When incorporating AI into corporate activities, companies must first recognise the importance of applying FinOps principles to their AI journey. Fundamentally, FinOps focuses on cost management, resource allocation and monitoring ROI. By understanding and implementing these principles, businesses can streamline their processes, avoid errors and pave the way for successful AI adoption – without unexpected expenses.
When applying these principles to AI, companies can effectively control rising costs and maximise ROI, especially during unpredictable economic periods. This strategic planning is essential and should lay out a clear roadmap for AI integration, including identifying use cases, selecting appropriate AI tools and devising a structured implementation plan. This approach empowers organisations to navigate the challenges of AI adoption and ensures a seamless integration of technology with business objectives and an ROI.
Cost control in AI implementation
With the demand for AI solutions for business acceleration being high, the costs have also skyrocketed. According to the UK government, spending on AI technologies could surge to between £27.2 billion and £35.6 billion by the end of 2025. As such, integrating AI is likely to be a substantial investment for organisations, making effective strategies to manage and control the costs associated with AI vital.
The first step should be developing a budget and forecast for AI projects. Accurately estimating the costs involved in implementing AI initiatives will enable organisations to allocate resources more effectively and avoid unexpected expenses. Another approach businesses could take is to use cost optimisation techniques - which involve identifying opportunities to minimise expenses without compromising the quality or effectiveness of AI solutions. For instance, organisations can consider using cloud-based AI services, which offer scalability and cost efficiency compared to in-house infrastructure.
The bottom line is that all businesses want to ensure that their investments are making operations better, faster, and ideally cheaper, all while avoiding unexpected costs. To maximise the value derived from AI solutions while minimising financial risks, businesses need to have control over costs.
Monitoring ROI
A recent survey found that CIOs might be eager to scale AI, but they also acknowledge the difficulty of demonstrating an ROI. Therefore, monitoring the ROI is essential for CIOs to evaluate the success and effectiveness of their AI implementation. Developing appropriate metrics and benchmarks will allow these CIOs to measure the impact of AI on their operational performance and easily demonstrate the impact to the rest of the C-suite. It is crucial to track and analyse the effects of AI on various business functions, including customer engagement, sales growth, operational efficiency, and cost savings.

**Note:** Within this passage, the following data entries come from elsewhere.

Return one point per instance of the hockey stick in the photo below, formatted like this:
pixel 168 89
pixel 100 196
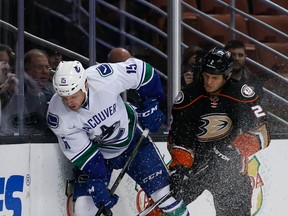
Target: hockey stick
pixel 168 195
pixel 155 204
pixel 126 166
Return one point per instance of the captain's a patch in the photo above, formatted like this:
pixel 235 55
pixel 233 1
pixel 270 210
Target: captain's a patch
pixel 179 98
pixel 247 91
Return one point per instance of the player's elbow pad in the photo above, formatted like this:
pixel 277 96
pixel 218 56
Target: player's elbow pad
pixel 250 143
pixel 181 156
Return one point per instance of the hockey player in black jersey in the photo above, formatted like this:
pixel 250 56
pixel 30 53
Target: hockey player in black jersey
pixel 216 125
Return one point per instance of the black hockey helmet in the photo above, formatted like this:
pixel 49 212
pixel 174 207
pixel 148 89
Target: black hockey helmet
pixel 217 61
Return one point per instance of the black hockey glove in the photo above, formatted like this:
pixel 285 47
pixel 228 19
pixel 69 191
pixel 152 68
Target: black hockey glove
pixel 107 212
pixel 150 116
pixel 177 176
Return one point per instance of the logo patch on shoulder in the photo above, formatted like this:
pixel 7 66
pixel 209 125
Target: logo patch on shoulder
pixel 104 70
pixel 52 120
pixel 179 98
pixel 247 91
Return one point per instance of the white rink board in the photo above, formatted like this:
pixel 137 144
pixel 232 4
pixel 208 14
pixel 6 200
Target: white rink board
pixel 37 174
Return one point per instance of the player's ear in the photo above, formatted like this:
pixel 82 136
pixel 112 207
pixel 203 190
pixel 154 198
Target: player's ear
pixel 228 76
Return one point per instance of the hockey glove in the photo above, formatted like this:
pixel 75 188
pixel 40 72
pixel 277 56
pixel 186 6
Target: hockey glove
pixel 151 116
pixel 247 144
pixel 100 194
pixel 182 161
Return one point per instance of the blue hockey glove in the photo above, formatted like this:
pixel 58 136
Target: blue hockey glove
pixel 151 116
pixel 100 194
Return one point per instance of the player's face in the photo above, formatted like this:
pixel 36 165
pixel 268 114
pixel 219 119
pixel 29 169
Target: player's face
pixel 74 102
pixel 212 82
pixel 239 57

Regular performance assessments enable businesses to use data to identify areas where AI generates positive results and recognise areas that need improvement. Additionally, applying FinOps principles to monitor and manage AI-related expenses helps identify opportunities for cost savings and optimise usage. This, in turn, leads to better visibility into AI investments, evaluation of the financial impact of AI initiatives and informed decision-making to maximise ROI.
As AI continues to reshape business operations, it is crucial for organisations to carefully plan their implementation, manage costs effectively and focus on maximising the ROI of AI – and this is where applying FinOps principles can help. Developing cost-control strategies and efficiently allocating resources, businesses can use these principles to navigate the complexities of AI adoption. Ensuring a seamless integration delivers value for the organisation and its stakeholders.